A Hinds le inquieta que, “aún en el mejor de los casos, podemos esperar algo de desgaste una vez que la distancia entre nuestras expectativas y la realidad entran en foco. Si termino siendo uno de los padres que abandonó este movimiento, se podría crear una situación un poco incómoda con algunos de mis vecinos.”

Me reí cuando leí eso. Saben, yo estoy en medio de un gran experimento similar. Me mudé a una comunidad recientemente reestructurada con escuelas fallidas. Varios de mis vecinos se unieron a mí con la creencia de que íbamos a levantar las escuelas de nuestro vecindario con nuestra sola presencia y esfuerzo. Sin embargo, aquí estamos, más de una década después, con escuelas que están fallando en forma lamentable.

Pero a diferencia de Hinds, no tengo que preocuparme por los sentimientos de mis vecinos —cuando se dieron cuenta que sus hijos estaban más retrasados que sus pares en distritos escolares cercanos con mejores instalaciones y más recursos, la mayoría de ellos simplemente se fue del vecindario.
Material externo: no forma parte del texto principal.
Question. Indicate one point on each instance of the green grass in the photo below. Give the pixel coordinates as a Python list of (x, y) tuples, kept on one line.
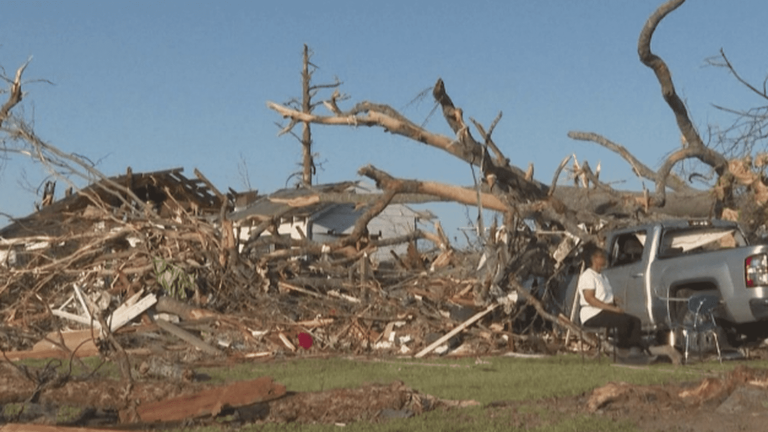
[(503, 378), (518, 382), (521, 382)]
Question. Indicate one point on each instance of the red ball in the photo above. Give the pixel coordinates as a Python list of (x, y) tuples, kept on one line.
[(305, 340)]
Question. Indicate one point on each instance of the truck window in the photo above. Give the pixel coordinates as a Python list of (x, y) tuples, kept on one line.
[(628, 248), (694, 240)]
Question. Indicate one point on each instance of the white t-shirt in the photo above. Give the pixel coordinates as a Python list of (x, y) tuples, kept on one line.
[(593, 280)]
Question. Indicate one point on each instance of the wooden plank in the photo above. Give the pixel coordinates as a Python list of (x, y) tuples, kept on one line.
[(212, 401), (80, 340), (124, 314), (76, 318), (186, 336), (455, 331)]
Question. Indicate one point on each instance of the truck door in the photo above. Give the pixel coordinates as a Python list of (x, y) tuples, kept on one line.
[(626, 273)]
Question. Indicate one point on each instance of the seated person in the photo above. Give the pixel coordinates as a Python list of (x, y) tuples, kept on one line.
[(598, 308)]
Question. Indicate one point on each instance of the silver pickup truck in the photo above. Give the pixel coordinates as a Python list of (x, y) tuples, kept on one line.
[(653, 268)]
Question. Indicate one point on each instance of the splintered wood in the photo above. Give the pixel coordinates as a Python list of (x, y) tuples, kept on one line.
[(210, 402)]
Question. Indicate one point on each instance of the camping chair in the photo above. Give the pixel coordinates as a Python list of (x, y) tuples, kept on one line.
[(699, 320), (702, 307)]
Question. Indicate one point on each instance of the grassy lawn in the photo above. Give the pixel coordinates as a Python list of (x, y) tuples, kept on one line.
[(500, 379), (507, 388)]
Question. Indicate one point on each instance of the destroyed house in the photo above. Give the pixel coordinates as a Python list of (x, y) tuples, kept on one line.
[(89, 209), (300, 214)]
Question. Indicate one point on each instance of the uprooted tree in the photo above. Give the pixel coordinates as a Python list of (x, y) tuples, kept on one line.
[(508, 190)]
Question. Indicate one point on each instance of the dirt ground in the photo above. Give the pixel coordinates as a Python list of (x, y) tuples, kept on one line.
[(735, 401)]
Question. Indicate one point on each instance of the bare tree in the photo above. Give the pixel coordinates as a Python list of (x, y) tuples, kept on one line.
[(306, 105)]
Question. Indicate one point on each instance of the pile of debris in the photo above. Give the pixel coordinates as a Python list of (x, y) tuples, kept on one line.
[(185, 261)]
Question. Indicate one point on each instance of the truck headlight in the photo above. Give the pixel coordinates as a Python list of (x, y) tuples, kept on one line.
[(756, 270)]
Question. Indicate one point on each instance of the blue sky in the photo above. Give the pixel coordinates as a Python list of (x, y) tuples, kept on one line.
[(161, 84)]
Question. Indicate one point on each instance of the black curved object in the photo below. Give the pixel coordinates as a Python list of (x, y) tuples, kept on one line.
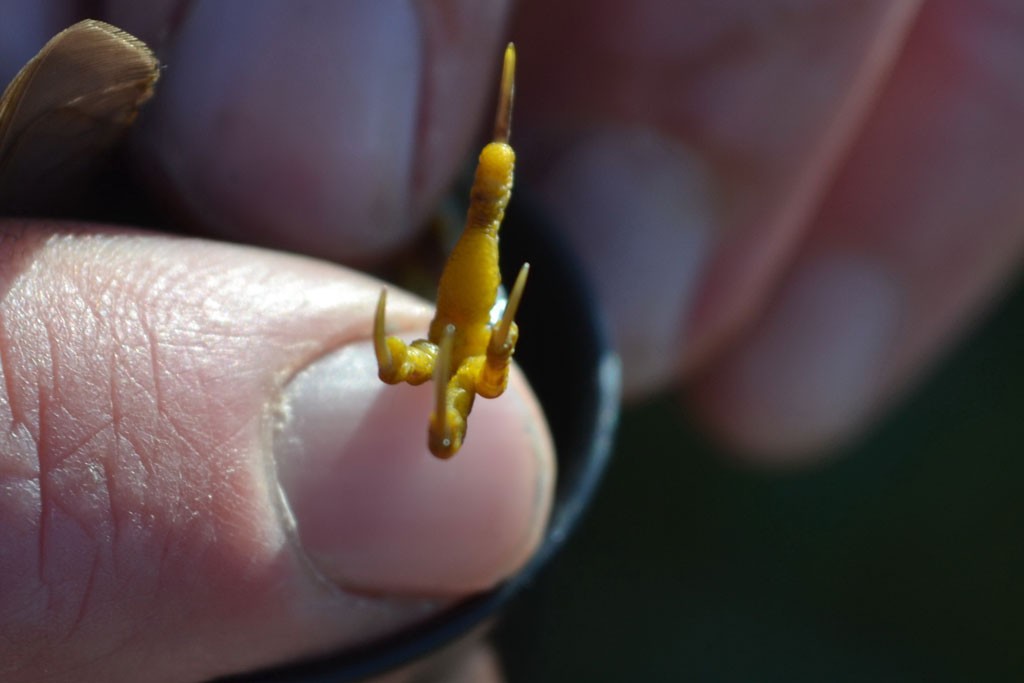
[(565, 352)]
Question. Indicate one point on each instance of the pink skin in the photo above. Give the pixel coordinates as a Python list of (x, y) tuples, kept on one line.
[(812, 200)]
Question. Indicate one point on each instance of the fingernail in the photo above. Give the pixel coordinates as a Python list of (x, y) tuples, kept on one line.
[(375, 512), (811, 373), (637, 210), (293, 126)]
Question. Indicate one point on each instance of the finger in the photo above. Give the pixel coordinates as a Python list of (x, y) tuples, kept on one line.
[(921, 231), (201, 473), (324, 127), (684, 150)]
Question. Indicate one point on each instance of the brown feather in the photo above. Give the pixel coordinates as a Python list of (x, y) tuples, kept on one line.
[(66, 110)]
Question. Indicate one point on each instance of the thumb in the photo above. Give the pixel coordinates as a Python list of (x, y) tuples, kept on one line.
[(202, 475)]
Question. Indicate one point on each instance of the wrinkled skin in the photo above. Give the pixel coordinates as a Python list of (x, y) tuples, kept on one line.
[(795, 205)]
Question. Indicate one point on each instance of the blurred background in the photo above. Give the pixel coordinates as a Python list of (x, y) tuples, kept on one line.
[(900, 559)]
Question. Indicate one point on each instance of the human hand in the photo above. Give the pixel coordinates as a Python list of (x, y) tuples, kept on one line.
[(202, 474), (797, 207)]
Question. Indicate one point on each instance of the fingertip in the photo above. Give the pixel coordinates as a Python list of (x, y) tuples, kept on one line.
[(292, 127), (377, 513)]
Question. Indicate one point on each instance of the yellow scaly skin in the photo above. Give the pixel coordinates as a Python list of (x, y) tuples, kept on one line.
[(465, 353)]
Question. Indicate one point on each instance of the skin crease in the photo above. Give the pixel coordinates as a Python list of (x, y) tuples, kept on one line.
[(842, 157)]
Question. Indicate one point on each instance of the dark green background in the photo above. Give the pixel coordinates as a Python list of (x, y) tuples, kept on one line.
[(900, 560)]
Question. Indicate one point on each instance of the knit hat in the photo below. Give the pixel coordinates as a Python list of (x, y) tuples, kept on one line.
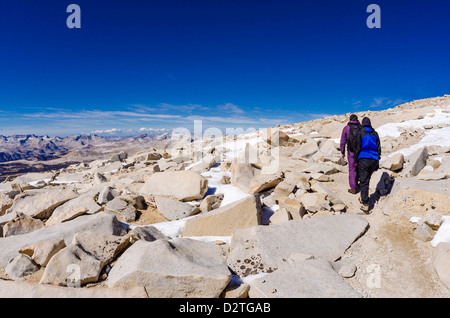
[(366, 122)]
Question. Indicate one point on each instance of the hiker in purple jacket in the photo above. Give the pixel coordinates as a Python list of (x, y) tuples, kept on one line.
[(348, 138)]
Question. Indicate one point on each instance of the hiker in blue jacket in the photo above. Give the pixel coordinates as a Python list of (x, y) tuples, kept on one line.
[(367, 154)]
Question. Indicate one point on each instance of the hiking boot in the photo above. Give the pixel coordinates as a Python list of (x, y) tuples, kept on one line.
[(365, 208)]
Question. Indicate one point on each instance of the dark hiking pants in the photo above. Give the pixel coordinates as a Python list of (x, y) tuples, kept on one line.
[(366, 167)]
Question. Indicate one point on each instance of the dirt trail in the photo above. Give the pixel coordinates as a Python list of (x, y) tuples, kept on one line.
[(390, 261)]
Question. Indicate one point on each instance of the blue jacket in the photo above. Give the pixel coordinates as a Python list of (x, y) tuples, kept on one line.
[(368, 144)]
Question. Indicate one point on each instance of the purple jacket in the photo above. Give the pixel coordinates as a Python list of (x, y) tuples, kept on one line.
[(344, 136)]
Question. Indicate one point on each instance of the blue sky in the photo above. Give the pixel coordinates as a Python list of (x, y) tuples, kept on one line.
[(163, 64)]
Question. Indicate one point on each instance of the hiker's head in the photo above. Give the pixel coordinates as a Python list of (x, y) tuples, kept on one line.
[(366, 122)]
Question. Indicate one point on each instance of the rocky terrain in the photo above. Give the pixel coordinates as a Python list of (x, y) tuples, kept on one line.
[(20, 154), (265, 214)]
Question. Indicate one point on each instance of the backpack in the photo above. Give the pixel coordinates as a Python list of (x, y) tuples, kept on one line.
[(352, 134)]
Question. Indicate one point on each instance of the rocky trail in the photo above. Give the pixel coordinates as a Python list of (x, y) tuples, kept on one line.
[(261, 214)]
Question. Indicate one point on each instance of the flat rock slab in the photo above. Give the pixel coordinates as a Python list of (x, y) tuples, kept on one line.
[(185, 185), (263, 249), (312, 278), (100, 222), (12, 289), (42, 204), (224, 220), (177, 268)]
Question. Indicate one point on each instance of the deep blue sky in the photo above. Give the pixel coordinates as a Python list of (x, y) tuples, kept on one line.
[(153, 64)]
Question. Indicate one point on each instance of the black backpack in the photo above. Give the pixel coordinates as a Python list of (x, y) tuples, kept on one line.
[(352, 134)]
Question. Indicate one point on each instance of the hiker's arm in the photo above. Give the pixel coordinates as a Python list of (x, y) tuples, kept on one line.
[(344, 137), (358, 145), (378, 146)]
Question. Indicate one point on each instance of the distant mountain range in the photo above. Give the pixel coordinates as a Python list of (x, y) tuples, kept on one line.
[(30, 153), (44, 148)]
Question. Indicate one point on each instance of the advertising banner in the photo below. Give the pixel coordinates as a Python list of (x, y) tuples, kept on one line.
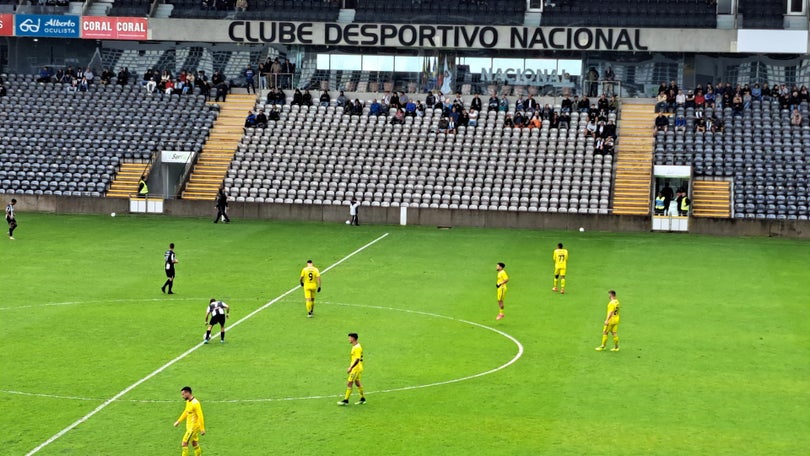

Este verano, nuestras escuelas están siendo reestructuradas radicalmente a fin de, por enésima vez, elevar los logros del estudiantado. Nuestra comunidad está experimentando también nuestra reestructuración anual, cuando los padres de los alumnos del octavo grado que pueden irse, escogen esa opción para evitar que sus hijos asistan a nuestra conflictiva escuela secundaria.

Mi hijo comenzó un programa de verano para los alumnos que ingresan y que tomarán cursos en el nivel “Honors”. Es un pequeño intento de preparar a los estudiantes que se desempeñan bien en la escuela media, a fin de elevar colectivamente el rendimiento de su clase de secundaria, obteniendo buenas notas en los pocos cursos “Honors” y “Advancemente Placement” que la escuela ofrece.

En una escuela donde el 63% de los estudiantes son de bajos ingresos, la tasa de ausentismo escolar es casi del 20%, y alrededor de un 6% de las clases son dictadas por profesores que no están “altamente calificados” —el plan es optimista. Pero agradezco el intento de brindar a estos niños una ventaja. La mayoría de las escuelas pobres ni siquiera pueden hacer eso.

Los padres, en su desesperación, recurren a mentir sobre sus domicilios para que sus hijos puedan ir a escuelas mejores —y en algunos casos los arrestan y van a la cárcel por ello— por tanto, es admirable que haya gente como el caso de Hinds, quien hasta consideraría arriesgar la educación de sus hijos para el bien común mayor.

Hinds, sin embargo, cierra su ensayo diciendo, “en última instancia, no voy a permitir que mis hijos vayan a una escuela que les falle.”

Ojalá que todo padre tuviera esa opción. Para los que “pueden” escoger escuelas decentes para sus hijos, un consejo de alguien que ya está llevando una vida “texturizada”: Es un gesto muy noble, pero no a expensas de la educación de sus hijos.